Dla Aleksy Tricewoda to poruszanie energii i emocji. Rodowity nowojorczyk (poprzednio) maluje błyszczące łzy wypływające z oczu zwierzęcia lub zielone morza z wzburzonymi falami, aby „uwolnić i poddać recyklingowi”. Dodaje: „Chciałam stworzyć pracę, którą można będzie poczuć, nie będąc w pełni widzianym”.
W pracach Trice pojawiają się ziemiste palety kolorów i migoczące światło, a także kudłate brązowe psy, które „reprezentują idealny kanał wypełniający lukę we wspólnych emocjach pomiędzy dzikimi zwierzętami i ludźmi”. Jedno z takich stworów pojawia się w „Karaturze siennym”, w którym widać psa otoczonego grubą trawą, a w pysku znajdują się połamane pasma pereł.

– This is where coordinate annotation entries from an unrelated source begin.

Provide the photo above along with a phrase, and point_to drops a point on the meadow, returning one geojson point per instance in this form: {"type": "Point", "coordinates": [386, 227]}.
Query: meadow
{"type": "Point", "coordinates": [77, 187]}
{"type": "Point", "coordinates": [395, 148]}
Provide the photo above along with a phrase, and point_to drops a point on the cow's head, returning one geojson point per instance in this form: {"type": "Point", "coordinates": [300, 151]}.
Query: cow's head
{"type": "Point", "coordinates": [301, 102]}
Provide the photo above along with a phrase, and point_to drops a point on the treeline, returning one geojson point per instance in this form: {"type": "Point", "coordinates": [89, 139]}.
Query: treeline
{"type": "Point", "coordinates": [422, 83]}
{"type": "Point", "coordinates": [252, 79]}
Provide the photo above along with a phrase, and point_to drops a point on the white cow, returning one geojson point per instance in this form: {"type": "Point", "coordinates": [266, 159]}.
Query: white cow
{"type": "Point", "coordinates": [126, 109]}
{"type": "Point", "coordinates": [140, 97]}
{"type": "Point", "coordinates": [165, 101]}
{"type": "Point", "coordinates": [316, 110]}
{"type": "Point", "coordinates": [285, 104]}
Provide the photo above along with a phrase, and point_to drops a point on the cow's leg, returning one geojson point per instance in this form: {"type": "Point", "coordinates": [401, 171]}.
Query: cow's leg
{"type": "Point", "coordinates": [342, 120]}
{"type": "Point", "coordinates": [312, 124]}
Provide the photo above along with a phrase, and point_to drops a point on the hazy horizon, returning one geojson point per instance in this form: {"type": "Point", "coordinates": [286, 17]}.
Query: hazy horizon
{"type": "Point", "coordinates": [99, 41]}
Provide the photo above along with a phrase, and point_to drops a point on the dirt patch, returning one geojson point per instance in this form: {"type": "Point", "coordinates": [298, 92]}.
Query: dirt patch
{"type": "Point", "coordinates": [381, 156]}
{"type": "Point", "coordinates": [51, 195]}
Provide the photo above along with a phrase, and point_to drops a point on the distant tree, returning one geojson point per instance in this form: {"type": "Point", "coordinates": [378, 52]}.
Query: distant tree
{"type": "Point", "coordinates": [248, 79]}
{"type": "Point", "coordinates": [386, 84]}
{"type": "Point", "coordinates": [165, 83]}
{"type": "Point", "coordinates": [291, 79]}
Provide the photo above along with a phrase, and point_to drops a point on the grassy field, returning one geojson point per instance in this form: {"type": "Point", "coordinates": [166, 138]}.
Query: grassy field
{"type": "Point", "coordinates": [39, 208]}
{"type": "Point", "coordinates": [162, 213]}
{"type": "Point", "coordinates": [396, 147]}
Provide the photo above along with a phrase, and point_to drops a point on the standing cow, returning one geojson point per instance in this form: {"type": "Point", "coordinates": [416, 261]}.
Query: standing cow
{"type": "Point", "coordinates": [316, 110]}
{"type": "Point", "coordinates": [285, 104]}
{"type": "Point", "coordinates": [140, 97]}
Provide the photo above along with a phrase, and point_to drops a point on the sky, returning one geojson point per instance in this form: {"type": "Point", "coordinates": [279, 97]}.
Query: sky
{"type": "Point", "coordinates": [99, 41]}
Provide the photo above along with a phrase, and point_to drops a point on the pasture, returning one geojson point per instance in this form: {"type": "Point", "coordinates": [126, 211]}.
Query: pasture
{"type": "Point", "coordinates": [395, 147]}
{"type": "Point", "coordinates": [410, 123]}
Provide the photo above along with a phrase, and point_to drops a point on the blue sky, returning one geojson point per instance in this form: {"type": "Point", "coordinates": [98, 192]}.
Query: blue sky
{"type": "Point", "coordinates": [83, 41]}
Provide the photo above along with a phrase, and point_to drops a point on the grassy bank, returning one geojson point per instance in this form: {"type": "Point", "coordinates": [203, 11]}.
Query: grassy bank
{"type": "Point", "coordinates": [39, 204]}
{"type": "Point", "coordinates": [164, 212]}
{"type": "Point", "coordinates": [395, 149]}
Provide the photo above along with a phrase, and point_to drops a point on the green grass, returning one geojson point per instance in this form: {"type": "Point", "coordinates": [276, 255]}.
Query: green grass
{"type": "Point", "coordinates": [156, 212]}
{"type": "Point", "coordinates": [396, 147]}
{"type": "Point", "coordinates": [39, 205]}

Trice często powraca do tych naturalnie błyszczących klejnotów, aby oddać upływ czasu, co widać na jej najnowszej wystawie Pył i solankamięczaki pojawiają się jako substraty oprócz przedmiotu. W dwudziestu muszlach przegrzebków znajdują się miniaturowe sceny eteryczne, czy to dyptyk przedstawiający przeciętego płetwala błękitnego, czy też trzy ryby wirujące w szczęśliwej trójcy.
Ten klimatyczny i eteryczny dorobek zapuszcza się głębiej w surrealizm. Artysta tak pisze o „High Spirits II”, który przedstawia parę stożkowych świec osadzonych w różowej rybie: „Miękkie, łuszczące się łuski i opalizacja uzyskana wieloma szkliwami, metodą prób i błędów. Soczyste, wilgotne ciało i błyski światła świec zaglądające przez astygmatystyczne oczy.
Jeśli jesteś w Filadelfii, zatrzymaj się Sztuka Arch Wroga aby zobaczyć prace Trice'a do 27 października. W przeciwnym razie dowiedz się więcej na temat jej strona internetowa I Instagrama.